Over 50 district employees, parents and students showed up to Tuesday’s meeting to denounce the district’s proposed budget cuts going into next school year. Those who spoke stressed their worry for their careers and schools if the board moves to eliminate several support staff positions to save money.

“If you get rid of them, my babies will be affected,” said Davonne Abbott, a parent of students at Spain Elementary-Middle School.

“If you all need signatures from the parents, I will go out there and do that. Because I really really do believe that there’s another way,” Abbott said. “We got to find it.”

Paraeducators like Puriefoy-Hamlet are among the school employees facing job losses as the district curtails spending to deal with declining enrollment and the end of federal COVID relief aid. In recent weeks, the district sent out letters notifying paraprofessionals, college transition advisers, and school culture facilitators that their positions could be cut or consolidated.

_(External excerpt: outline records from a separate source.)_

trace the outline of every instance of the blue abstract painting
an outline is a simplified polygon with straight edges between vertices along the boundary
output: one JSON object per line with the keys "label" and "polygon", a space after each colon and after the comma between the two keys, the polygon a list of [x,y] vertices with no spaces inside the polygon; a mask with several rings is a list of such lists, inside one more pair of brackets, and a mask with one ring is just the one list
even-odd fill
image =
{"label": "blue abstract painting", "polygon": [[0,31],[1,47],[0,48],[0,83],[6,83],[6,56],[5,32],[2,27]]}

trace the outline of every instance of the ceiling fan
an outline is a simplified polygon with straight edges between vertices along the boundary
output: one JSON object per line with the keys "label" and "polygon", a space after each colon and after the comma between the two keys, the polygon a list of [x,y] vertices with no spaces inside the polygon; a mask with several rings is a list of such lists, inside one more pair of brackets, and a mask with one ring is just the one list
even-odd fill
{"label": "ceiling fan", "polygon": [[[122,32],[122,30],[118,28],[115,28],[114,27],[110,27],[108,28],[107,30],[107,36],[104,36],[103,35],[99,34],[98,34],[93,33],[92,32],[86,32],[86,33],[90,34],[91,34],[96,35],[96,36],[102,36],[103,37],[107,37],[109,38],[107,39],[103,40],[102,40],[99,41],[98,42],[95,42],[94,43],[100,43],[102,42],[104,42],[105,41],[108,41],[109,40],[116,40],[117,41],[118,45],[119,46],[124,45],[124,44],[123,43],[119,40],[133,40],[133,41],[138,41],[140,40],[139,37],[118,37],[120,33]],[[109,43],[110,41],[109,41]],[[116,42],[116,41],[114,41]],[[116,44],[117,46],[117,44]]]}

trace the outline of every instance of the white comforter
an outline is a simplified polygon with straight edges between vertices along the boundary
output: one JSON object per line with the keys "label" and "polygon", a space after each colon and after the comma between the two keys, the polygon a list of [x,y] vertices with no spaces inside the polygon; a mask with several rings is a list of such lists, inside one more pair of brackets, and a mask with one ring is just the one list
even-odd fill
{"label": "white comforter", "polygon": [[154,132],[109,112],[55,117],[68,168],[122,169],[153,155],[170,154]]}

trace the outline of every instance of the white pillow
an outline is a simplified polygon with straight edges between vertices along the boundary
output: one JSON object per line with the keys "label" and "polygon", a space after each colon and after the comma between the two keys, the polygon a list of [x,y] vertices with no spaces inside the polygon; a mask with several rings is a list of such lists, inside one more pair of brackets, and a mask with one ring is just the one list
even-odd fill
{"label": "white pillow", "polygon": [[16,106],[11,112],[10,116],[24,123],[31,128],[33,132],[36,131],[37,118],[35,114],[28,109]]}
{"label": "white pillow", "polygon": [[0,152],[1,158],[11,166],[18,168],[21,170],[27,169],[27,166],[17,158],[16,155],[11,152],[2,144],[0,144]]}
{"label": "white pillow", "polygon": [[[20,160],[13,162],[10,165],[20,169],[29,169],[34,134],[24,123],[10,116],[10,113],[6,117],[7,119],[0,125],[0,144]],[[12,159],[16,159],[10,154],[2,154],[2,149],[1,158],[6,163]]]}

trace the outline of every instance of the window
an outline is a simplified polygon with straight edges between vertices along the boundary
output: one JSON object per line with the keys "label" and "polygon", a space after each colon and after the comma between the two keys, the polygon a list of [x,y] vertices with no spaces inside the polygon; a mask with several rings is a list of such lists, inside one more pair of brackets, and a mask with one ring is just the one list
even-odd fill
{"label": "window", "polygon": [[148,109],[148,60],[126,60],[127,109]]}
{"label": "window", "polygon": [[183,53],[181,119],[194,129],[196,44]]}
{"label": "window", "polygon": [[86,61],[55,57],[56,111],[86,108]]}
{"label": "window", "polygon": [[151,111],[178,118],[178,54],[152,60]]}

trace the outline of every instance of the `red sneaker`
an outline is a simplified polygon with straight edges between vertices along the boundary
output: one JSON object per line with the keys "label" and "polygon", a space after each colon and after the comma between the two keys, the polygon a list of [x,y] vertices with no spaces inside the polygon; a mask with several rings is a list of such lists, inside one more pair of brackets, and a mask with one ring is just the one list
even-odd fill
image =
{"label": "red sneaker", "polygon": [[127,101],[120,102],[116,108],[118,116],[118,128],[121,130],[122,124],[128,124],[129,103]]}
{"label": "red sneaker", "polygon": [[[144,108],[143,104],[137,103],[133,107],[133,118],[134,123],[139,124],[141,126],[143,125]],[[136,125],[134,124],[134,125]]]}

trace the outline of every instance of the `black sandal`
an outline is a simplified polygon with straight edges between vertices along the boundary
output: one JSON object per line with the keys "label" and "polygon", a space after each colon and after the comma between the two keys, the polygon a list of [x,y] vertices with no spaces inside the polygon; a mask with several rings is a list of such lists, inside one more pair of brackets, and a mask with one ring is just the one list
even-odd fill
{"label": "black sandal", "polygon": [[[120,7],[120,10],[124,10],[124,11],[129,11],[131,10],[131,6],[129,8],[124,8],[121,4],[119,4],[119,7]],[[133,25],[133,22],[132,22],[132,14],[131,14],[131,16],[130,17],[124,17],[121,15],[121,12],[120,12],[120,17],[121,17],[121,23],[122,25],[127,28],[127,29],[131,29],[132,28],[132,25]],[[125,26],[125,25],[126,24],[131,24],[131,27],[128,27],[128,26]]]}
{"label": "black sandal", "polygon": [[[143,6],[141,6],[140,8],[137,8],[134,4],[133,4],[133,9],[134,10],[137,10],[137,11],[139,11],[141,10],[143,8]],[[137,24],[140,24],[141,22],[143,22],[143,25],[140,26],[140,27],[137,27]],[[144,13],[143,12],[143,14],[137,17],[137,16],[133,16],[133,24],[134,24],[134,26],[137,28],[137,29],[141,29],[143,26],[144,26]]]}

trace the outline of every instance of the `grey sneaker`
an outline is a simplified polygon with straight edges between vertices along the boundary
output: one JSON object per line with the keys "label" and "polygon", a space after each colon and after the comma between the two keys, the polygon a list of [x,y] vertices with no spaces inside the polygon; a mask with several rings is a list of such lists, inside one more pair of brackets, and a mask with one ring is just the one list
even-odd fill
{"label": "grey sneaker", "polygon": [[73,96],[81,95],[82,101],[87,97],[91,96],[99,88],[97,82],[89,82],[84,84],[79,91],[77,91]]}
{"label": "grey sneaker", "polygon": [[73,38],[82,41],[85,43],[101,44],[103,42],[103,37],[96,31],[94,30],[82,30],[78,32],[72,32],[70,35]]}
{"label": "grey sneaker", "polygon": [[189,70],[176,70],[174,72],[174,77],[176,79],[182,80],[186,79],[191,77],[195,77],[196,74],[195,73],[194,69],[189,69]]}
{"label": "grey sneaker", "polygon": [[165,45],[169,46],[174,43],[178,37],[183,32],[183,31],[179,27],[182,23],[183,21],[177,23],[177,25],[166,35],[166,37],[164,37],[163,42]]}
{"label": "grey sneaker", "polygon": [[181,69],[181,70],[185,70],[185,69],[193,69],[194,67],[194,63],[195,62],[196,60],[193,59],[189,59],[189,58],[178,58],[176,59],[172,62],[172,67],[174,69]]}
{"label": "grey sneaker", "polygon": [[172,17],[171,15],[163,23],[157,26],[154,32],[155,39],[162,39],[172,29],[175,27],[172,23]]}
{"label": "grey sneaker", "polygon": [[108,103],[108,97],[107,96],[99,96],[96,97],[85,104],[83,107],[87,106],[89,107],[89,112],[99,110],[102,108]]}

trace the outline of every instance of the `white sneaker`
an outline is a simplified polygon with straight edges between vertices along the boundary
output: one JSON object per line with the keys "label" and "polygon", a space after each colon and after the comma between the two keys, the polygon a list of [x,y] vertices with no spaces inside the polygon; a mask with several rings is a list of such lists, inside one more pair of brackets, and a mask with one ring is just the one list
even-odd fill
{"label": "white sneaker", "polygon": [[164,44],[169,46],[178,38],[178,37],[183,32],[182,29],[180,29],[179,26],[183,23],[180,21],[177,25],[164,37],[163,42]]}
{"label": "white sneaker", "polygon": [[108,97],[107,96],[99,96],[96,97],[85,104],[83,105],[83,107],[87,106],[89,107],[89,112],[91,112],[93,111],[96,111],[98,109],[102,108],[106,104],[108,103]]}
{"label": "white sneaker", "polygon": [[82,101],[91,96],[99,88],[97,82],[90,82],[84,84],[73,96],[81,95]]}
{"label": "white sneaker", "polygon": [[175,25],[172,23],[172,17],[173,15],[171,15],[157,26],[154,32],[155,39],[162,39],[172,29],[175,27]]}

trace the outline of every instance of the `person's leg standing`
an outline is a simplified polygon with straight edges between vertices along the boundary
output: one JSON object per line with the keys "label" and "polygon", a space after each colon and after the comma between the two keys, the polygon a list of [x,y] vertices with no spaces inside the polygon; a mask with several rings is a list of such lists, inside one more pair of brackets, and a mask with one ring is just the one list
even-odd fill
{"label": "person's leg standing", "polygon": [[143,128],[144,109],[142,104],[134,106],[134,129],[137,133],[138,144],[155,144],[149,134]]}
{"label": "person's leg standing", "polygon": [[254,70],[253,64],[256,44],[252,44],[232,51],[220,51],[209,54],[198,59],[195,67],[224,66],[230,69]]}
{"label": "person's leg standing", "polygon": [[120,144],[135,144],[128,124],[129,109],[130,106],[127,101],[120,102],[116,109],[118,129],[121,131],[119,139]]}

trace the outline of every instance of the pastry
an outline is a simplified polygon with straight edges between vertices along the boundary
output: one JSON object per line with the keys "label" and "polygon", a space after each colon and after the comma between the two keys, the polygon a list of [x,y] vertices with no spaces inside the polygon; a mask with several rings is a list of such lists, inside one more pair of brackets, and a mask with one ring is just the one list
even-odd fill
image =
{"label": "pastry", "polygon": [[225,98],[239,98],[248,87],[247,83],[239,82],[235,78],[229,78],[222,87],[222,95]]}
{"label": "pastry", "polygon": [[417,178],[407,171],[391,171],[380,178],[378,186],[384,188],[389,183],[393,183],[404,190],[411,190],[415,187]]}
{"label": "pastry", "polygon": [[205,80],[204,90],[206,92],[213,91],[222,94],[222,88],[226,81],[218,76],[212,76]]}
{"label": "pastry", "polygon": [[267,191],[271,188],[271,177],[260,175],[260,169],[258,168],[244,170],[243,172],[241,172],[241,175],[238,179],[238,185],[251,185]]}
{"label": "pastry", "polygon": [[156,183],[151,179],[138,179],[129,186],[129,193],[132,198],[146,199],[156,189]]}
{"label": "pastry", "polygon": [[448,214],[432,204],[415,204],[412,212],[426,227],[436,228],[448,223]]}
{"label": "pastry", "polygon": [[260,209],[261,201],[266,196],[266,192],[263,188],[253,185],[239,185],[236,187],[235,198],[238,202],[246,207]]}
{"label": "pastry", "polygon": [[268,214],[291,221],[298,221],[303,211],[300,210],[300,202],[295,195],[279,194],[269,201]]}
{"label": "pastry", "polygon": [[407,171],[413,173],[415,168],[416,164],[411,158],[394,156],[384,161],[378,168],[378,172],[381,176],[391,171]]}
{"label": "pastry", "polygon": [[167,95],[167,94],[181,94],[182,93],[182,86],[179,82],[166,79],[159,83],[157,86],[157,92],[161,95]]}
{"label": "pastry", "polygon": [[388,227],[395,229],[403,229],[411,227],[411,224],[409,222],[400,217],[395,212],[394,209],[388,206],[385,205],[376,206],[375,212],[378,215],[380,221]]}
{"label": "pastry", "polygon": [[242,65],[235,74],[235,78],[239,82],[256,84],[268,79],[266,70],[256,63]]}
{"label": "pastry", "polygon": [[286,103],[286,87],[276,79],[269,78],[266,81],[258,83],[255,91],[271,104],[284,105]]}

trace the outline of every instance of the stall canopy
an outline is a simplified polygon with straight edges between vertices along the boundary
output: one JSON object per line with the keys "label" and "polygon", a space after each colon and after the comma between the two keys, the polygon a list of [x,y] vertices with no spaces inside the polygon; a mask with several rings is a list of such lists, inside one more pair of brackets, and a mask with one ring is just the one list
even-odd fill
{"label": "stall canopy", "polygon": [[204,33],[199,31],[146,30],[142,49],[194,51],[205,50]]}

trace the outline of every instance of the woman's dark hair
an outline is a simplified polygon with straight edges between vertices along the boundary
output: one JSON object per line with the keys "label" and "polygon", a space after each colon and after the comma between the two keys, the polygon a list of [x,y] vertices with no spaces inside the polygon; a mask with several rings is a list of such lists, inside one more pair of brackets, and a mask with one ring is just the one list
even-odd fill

Superintendent Nikolai Vitti said that alongside the layoff notices, the district offered buyouts to about 50 school administrators — primarily deans and assistant principals. About 20 of them accepted offers to leave their positions before the end of the school year. Those notices and packages, Vitti added, were only “provided to individuals whose positions in the proposed budget are not funded.”

“I had to start engaging employees and unions about those changes, and that’s what I’ve been doing for several months,” he said.